SACRAMENTO, Calif. — When Dr. Vanessa Walker received her first vaccine shot in December 2020 she was full of hope the pandemic would take a turn for the better. Nine months later, that hope is overpowered by a deep sadness.
"I've been taking care of families on the frontlines and helping families navigate through this, I never thought, or I always hoped, I wouldn't be on the other end," Dr. Walker said. "It's terrible being on the other end."
Dr. Walker's father-in-law, Melborn Buddy Walker, 69, succumbed to the virus she's been fighting on the front lines of the pandemic for the past 18 months. She and her husband, Robert Walker, say his death was preventable.
"He paid the price because we're not having enough people get vaccinated," Dr. Walker said. "As a health care worker, every day putting my health on the line, my family's health on the line, I beg, please get vaccinated. It's the right thing to do."
Robert Walker said his father, who lived in Tennessee, had a heart attack last month and went to the hospital for emergency surgery. That's where he was exposed and caught the virus, he said. The couple said Walker only had interactions with health care workers when he came back and tested positive for the virus.
Shortly after getting discharged for heart surgery, he was readmitted to the hospital for COVID-19 complications. He died two weeks later, the Walkers said.
They said he was fully vaccinated but had underlying heart issues. His case was a breakthrough infection.
"Vaccinate yourself so you can protect the ones around you that either can't be, or if the vaccine is going to fail," Robert Walker said.
It's a reminder the couple said, that the vaccine doesn't just protect people on an individual basis, but helps protect others who are at greater risk.
"The more people that get vaccinated, the less the breakthroughs will happen," Dr. Walker said.
Not only that, they say their family's loss ripples down to hospital staffing in Sacramento as they take time off to grieve.
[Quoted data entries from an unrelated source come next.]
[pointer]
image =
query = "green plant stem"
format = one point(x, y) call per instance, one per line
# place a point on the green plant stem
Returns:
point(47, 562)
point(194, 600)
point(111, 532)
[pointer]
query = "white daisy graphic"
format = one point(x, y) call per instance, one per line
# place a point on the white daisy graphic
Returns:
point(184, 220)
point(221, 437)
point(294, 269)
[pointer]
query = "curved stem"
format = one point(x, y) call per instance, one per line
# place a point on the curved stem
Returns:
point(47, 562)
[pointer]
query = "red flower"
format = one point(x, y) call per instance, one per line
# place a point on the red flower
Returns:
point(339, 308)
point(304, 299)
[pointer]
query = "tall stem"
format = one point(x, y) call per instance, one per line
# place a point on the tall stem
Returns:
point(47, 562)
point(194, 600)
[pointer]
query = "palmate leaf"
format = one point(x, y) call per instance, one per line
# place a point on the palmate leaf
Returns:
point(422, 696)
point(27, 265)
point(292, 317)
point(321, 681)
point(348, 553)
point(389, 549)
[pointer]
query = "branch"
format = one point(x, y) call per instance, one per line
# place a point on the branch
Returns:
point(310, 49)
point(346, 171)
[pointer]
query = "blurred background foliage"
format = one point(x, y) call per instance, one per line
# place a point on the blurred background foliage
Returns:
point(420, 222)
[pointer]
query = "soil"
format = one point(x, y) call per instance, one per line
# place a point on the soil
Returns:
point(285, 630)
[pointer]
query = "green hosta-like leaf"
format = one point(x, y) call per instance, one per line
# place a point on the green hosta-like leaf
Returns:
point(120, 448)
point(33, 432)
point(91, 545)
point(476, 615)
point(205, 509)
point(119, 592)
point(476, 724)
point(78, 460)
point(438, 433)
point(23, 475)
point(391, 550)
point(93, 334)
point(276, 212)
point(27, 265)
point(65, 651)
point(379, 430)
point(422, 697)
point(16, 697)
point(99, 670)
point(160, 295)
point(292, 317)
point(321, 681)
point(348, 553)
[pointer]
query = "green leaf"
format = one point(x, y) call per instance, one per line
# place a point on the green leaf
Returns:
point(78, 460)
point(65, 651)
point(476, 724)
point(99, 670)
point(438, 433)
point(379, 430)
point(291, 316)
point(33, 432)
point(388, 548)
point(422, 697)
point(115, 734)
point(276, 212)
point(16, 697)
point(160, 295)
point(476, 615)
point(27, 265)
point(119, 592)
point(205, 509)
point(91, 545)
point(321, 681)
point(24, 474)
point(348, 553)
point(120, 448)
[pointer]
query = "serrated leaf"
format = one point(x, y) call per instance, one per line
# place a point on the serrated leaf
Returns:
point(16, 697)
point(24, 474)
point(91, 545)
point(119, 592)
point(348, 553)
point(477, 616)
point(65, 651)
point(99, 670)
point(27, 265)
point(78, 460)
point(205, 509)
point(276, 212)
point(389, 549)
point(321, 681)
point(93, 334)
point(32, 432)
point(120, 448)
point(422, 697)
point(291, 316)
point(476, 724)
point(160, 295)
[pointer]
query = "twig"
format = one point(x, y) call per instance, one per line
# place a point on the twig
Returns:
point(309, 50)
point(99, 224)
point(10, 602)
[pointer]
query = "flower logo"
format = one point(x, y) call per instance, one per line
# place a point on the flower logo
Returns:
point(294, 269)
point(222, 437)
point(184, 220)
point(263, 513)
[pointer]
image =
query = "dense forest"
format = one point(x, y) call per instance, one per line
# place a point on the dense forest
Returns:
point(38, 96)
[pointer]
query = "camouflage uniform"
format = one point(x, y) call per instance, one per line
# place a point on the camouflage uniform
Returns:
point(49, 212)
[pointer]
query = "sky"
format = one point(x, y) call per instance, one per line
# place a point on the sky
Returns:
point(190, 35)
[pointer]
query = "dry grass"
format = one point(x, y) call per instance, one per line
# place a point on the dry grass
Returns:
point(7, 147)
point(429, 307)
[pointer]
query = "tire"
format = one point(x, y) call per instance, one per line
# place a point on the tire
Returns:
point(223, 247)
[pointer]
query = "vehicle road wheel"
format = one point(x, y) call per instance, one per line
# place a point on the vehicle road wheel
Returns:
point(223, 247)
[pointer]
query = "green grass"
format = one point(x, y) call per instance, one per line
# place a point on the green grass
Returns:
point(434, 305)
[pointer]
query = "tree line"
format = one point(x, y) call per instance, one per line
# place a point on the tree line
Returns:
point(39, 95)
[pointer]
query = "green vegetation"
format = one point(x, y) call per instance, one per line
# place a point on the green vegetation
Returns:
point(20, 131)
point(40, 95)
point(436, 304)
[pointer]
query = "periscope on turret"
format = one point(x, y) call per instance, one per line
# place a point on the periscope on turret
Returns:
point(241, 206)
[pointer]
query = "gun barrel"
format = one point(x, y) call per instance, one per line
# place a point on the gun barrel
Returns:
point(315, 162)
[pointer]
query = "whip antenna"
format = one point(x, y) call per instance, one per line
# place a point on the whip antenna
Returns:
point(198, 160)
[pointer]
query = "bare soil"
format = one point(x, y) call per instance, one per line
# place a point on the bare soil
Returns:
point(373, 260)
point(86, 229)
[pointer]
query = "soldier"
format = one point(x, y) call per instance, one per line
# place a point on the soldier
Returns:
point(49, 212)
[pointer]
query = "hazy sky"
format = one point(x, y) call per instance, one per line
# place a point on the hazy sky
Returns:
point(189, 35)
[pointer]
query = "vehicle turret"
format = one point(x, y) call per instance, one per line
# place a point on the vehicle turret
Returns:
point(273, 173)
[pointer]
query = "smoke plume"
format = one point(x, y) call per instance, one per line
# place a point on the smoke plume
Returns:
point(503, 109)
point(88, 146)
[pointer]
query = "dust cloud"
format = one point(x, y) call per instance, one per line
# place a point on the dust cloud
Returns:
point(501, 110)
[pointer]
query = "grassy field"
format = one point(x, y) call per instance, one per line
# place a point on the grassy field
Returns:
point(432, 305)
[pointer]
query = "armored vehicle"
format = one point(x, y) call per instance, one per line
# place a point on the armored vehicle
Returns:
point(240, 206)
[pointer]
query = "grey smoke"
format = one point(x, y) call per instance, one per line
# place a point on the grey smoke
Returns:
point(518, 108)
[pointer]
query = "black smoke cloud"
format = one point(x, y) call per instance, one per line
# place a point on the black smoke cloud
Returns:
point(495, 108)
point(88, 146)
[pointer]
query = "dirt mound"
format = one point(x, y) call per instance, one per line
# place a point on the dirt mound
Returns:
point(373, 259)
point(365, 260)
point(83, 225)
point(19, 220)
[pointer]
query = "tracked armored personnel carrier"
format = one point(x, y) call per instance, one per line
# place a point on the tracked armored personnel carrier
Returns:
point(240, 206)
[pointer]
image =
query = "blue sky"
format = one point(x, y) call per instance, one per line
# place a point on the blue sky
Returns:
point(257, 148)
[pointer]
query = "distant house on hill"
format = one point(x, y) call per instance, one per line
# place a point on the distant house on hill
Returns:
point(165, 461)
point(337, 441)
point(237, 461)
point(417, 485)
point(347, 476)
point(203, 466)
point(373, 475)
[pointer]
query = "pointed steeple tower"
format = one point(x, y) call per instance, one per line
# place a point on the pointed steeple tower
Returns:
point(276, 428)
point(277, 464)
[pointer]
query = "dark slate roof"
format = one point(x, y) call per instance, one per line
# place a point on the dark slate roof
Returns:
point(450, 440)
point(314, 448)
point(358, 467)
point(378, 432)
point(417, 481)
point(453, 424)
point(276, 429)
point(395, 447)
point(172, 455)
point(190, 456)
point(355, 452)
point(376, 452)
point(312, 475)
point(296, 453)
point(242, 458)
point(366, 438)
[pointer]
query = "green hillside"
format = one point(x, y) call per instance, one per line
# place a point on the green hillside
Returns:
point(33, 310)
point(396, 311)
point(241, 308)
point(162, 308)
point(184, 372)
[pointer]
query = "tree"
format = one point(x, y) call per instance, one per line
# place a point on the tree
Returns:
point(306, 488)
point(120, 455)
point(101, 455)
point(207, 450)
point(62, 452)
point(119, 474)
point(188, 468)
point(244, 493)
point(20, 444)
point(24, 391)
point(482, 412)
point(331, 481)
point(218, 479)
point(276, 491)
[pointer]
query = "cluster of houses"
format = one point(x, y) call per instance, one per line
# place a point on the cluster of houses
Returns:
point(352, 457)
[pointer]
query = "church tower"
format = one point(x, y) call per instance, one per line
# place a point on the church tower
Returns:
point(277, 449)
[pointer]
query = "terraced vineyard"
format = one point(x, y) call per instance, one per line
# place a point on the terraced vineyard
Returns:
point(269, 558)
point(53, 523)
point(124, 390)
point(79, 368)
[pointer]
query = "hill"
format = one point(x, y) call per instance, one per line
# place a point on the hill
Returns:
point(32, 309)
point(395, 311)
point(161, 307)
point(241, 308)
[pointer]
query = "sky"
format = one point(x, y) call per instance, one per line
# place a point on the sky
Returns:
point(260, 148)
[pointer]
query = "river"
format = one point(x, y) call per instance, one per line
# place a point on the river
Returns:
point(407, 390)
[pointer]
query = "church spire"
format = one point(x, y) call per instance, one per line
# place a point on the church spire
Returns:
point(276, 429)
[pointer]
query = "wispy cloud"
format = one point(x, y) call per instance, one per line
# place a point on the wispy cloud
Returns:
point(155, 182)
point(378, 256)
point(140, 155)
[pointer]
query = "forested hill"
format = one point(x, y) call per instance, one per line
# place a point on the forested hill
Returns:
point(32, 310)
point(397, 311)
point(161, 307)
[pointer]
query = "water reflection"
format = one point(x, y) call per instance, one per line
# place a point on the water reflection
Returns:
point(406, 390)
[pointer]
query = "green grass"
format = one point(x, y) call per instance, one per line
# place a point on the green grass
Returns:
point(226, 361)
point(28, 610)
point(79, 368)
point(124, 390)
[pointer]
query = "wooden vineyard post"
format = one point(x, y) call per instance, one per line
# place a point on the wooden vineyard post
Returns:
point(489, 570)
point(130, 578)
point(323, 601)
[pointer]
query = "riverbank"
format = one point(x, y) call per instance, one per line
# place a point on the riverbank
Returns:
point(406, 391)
"A death in Tennessee is now going to take a health care worker off the front lines," Dr. Walker said. "That's one less person who's going to be there to help you if you need it. So we are all interconnected. Everything we do every decision we make affects other people."
The Walkers say they hope sharing their story can help convince people to get vaccinated if they haven't already, especially those in health care and school settings who interact with people who can't get vaccinated or are immunocompromised.